6 Encouraging Truths for Imperfect Parents (and Why That’s a Good Thing)

Gina Smith

ginalsmith.com
Updated Oct 16, 2025
6 Encouraging Truths for Imperfect Parents (and Why That’s a Good Thing)

But he said to me, ‘My grace is sufficient for you, for my power is made perfect in weakness.’” {2 Corinthians 12:9}

When I was raising my children, we did not have as much parenting information available at our fingertips as there is today, but I did my share of reading books and looking for resources. The opinions and philosophies were just as firmly held to and taught as they are today – often by people who were in the trenches of parenting their own children or were reacting to past generations' perceived mistakes. In hindsight, I can see that some of the resources I read were not always the best resources to turn to. The jury was not yet sure how their teaching would affect their children.

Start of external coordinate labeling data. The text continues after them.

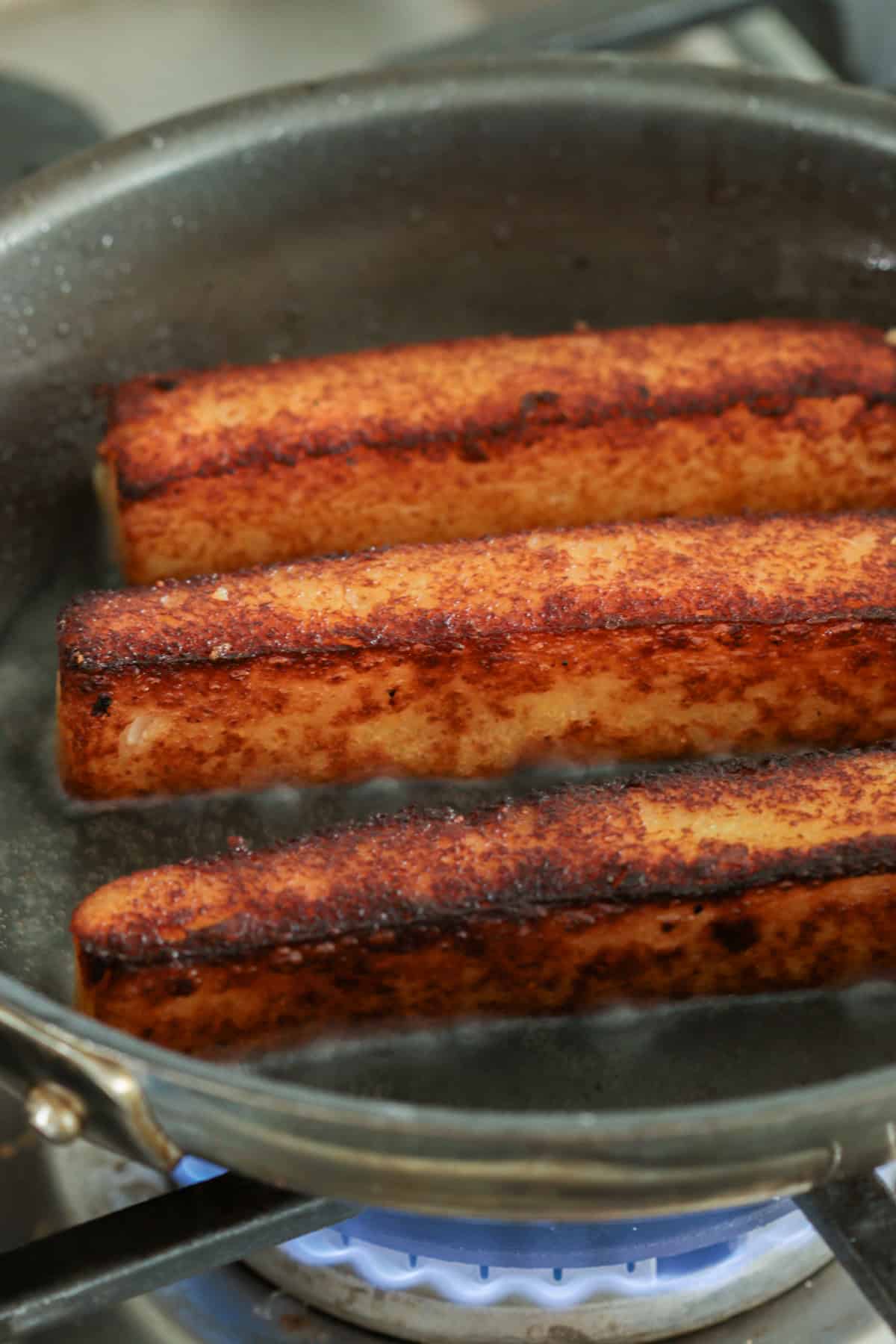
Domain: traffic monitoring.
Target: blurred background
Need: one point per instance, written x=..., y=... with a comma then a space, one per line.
x=132, y=62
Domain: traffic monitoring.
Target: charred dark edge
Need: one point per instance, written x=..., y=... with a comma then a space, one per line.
x=444, y=643
x=765, y=402
x=245, y=936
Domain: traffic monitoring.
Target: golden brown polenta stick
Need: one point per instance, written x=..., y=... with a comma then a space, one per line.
x=711, y=880
x=473, y=658
x=237, y=467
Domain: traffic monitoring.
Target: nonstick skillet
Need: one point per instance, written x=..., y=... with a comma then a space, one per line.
x=393, y=208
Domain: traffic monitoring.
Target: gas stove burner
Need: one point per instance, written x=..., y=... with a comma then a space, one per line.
x=441, y=1280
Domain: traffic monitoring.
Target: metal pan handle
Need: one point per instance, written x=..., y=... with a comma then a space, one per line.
x=77, y=1090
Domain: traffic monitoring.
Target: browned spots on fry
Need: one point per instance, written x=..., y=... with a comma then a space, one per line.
x=234, y=467
x=546, y=905
x=473, y=658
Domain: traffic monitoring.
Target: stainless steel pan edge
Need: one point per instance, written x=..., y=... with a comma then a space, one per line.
x=146, y=1101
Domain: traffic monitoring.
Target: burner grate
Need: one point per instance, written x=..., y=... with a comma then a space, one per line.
x=553, y=1266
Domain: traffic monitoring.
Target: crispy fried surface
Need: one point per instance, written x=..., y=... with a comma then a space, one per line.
x=235, y=467
x=472, y=658
x=711, y=880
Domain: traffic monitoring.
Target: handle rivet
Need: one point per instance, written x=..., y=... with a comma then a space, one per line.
x=55, y=1112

Now that my children are grown, I can see that I held too tightly to specific ways of thinking and teachings of raising children. Of course, we did feel led to certain things, but some of what we did was not the best way. I would do some things differently. Thankfully, God has comforted me with a very liberating truth: He knew what kind of parents we would be before we even had our children. He knew we would get some things wrong and never intended us to be perfect parents. 

In His wisdom, God allows imperfection, not to harm us or our children, but to help us. Our weaknesses and mistakes are not the end of our story as parents. Here are some reasons why this is good news for every weary mom or dad.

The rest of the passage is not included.